Like it’s that simple. Like he hasn’t been so deep inside me while whispering wicked things in my ear as he chokes me.
“Oh,” I say, aiming for indifferent and probably landing somewhere in the vicinity of strangled. “He is?”
“Mm-hmm.”
“What made him change his mind?” I try to sound bored, like I’m not waiting with bated breath to hear her say he fell in love with someone out here and wants to tell us about her.
“I don’t know,” she says, and I can hear cabinets opening.
“He just said he wanted to be with us this year. Honestly, I was shocked. You know how he is about the holidays. I figured he’d do the whole ‘I have jobs lined up’ macho thing.
But he said he’s driving home, and he wants to bring this surprise he made for Mom.
So he’s definitely driving. You should just come with him. ”
I blink rapidly, trying to think up any excuse not to that would make sense. “Yeah…” I drag the word out, twisting the blanket between my fingers. “I mean, that would… save me a ton of money.”
“Seven hundred dollars,” she says, scandalized. “You could buy so many presents with that. Or pay so many bills.”
“Thank you for reminding me I’m poor.”
“You’re not poor. You’re just a baby engineer starting her dream job in a very expensive city,” she corrects. “Seriously, though. Ride with him.”
I stare at my Christmas village. At the tiny skater couple perfectly posed, like love is as easy as just finding your person.
“Yeah,” I say slowly. “I don’t know. I kind of… hate long car rides.”
“No, you don’t. You’re the one who wanted to go to Maui for spring break our senior year just to drive The Road to Hana.”
“I get car sick.”
“You do not.”
“I might.”
“You literally slept the whole way to Nashville junior year, got out, ate hot chicken, and went to a concert where you drank two giant limearitas.”
“Okay, but this is different,” I insist, voice going high and weird. “This is winter. And like… what if we hit a storm? Or a deer!”
“Then you’ll literally be in the best hands because Cole hunts deer.”
“He’s going to hunt a dead deer we hit on the highway?”
“What? No, I just mean—why are you being so difficult about this? Do you not want to come home or something?” She gasps and it sounds like whatever she had in her hands drops and clatters to the floor.

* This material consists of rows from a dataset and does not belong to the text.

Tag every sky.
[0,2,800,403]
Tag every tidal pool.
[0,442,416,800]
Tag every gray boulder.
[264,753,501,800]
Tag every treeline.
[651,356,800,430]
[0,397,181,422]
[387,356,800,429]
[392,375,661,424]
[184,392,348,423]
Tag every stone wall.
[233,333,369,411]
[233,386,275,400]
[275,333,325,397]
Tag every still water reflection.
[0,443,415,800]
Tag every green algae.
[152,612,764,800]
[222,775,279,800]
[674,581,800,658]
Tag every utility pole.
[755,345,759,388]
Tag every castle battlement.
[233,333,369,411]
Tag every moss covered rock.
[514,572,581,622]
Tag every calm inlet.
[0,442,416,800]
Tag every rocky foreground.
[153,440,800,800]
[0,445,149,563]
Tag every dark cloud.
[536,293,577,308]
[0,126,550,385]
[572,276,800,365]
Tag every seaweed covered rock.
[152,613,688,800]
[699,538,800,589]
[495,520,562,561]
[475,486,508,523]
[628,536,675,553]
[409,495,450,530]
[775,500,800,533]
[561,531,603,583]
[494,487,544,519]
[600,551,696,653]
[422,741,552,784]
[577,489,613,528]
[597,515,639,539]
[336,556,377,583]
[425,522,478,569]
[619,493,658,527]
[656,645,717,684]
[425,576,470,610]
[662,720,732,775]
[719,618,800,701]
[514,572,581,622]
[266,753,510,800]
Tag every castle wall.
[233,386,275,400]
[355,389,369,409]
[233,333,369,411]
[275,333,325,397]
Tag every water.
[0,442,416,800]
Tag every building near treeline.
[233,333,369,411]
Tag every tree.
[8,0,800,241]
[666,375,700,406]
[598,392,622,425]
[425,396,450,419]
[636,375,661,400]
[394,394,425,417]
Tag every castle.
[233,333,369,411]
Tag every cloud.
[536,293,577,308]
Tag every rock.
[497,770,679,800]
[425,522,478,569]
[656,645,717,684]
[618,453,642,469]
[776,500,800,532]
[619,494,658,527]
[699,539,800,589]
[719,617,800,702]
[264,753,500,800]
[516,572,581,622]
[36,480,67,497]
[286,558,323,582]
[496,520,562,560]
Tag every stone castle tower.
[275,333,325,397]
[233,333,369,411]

“Oh my God, you met someone, didn't you? And you don’t want to leave your little lovesick sex den? Hailey, you dirty girl!”
I swallow, laughing along with her joke even though she has no idea she hit the nail on the head… kind of. “I just… don’t want to be a burden.”
“You wouldn’t be a burden.” She says it like it’s the dumbest thing she’s ever heard. “He offered to help you move. He literally fixed fifty of your things. He always pretends he’s busy, but he gets weirdly happy when I tell him you’re doing good—”
My heart stops. “He what?”
“Huh?” she says too fast.
“Yeah, he said he could tell you were super nervous about being lonely out there, and when he saw you at the market thing, you looked like you’d made some friends,” she says, as if she didn’t just accidentally open a door and then slam it shut.
“Of course I had to practically rip any information out of him because he has such a wall up.”
“I…” My brain is doing cartwheels. He does think about me.
“Plus, he’s a control freak so you know he’s gonna drive the entire way. You can nap. You can watch Christmas movies. He’s leaving the twenty-second, I think? I’ll text him to make sure.”
“No!” I yelp way too loud. “I mean—no, don’t… bother him.”
“Why would it bother him?”
I force my throat to relax. “I just mean… he’s probably working. I’ll… text him.”
“And tell him you’re riding with him?”
I pinch the bridge of my nose, knowing damn well I’m not going to win this fight. “Fine. I’ll ride with him.”